RENAL TUBULAR TRANSPORT OF INORGANIC DIVALENT IONS BY THE AGLOMERULAR MARINE TELEOST, LOPHIUS AMERICANUS

Fredrik Berglund 1 and Roy P. Forster 1

1 From the Department of Pharmacology and Experimental Therapeutics, Boston University School of Medicine, Boston, Massachusetts, Department of Zoology, Dartmouth College, Hanover, New Hampshire, and the Mount Desert Island Biological Laboratory, Salisbury Cove, Maine

A characterization was attempted of the mechanisms involved in the tubular transport of inorganic divalent ions by the aglomerular kidney of Lophius, attention being paid particularly to the possible existence of transport maxima (Tm) and to competition for transport among related substances undergoing tubular excretion.
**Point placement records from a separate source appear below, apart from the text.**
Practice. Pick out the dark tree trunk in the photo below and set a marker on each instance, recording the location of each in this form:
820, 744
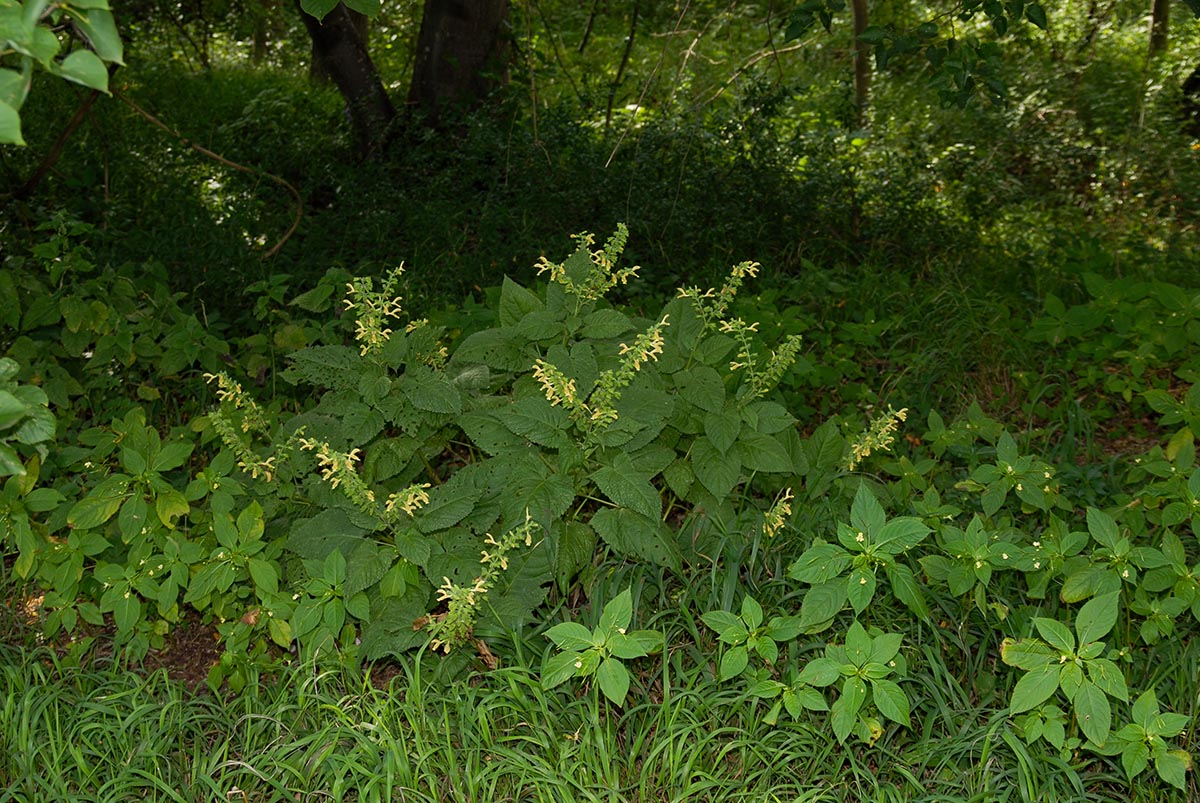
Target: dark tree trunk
1159, 25
462, 54
339, 46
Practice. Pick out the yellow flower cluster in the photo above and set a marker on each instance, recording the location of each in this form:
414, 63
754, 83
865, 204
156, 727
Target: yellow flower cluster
879, 436
604, 274
774, 519
454, 628
373, 309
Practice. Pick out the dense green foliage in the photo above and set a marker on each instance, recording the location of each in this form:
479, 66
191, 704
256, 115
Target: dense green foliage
915, 497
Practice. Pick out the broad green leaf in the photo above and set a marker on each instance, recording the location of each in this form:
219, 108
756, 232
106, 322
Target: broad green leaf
570, 636
101, 31
634, 535
906, 588
1055, 633
1026, 653
867, 514
85, 67
613, 679
892, 701
733, 661
885, 647
1093, 713
821, 672
559, 669
617, 612
628, 487
821, 604
723, 427
1103, 527
1173, 766
900, 534
1108, 678
751, 612
861, 588
100, 504
858, 645
762, 453
820, 564
717, 472
1097, 617
1033, 688
844, 712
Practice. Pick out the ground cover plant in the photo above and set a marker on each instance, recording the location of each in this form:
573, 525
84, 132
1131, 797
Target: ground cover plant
876, 479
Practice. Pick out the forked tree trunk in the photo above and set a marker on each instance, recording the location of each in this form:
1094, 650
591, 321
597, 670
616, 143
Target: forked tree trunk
462, 53
339, 46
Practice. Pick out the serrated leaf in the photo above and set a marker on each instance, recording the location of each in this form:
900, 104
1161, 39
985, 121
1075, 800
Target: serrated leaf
1056, 634
627, 486
1093, 713
1097, 617
558, 669
613, 679
821, 604
715, 472
85, 67
570, 636
733, 661
892, 701
1033, 688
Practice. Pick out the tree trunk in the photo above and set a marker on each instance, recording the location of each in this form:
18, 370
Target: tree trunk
862, 64
339, 46
462, 54
1159, 25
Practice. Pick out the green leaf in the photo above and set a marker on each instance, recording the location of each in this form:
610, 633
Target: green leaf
97, 25
85, 67
1103, 528
570, 636
906, 588
821, 672
763, 453
751, 612
701, 387
723, 427
100, 504
606, 323
1037, 15
821, 604
559, 669
1026, 653
1033, 688
1055, 633
1097, 617
867, 514
1093, 713
861, 588
1171, 766
624, 485
820, 564
733, 661
844, 712
617, 612
900, 534
715, 472
613, 679
515, 300
633, 534
892, 701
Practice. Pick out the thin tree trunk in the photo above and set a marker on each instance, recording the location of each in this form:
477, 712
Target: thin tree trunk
462, 54
1159, 27
343, 54
862, 64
Excretory rates of divalent ions in non-treated fish during standard laboratory conditions paralleled spontaneous changes in urine flow. Tm rates of excretion were reached for magnesium, sulfate, and thiosulfate with corresponding plasma levels of 2 to 5, 5 to 17, and 4 to 12 µM/ml. respectively. Elevation of magnesium chloride levels in plasma markedly depressed calcium excretion; sodium thiosulfate similarly depressed sulfate excretion. Experimental observations suggest the existence of a transport system for divalent cations separate from another for divalent anions. Within each transport system the ion with the higher excretion rate depressed competitively transfer of the other ion. Neither system was influenced by probenecid (benemid) in doses which markedly depressed the simultaneous excretion rate of p-aminohippuric acid.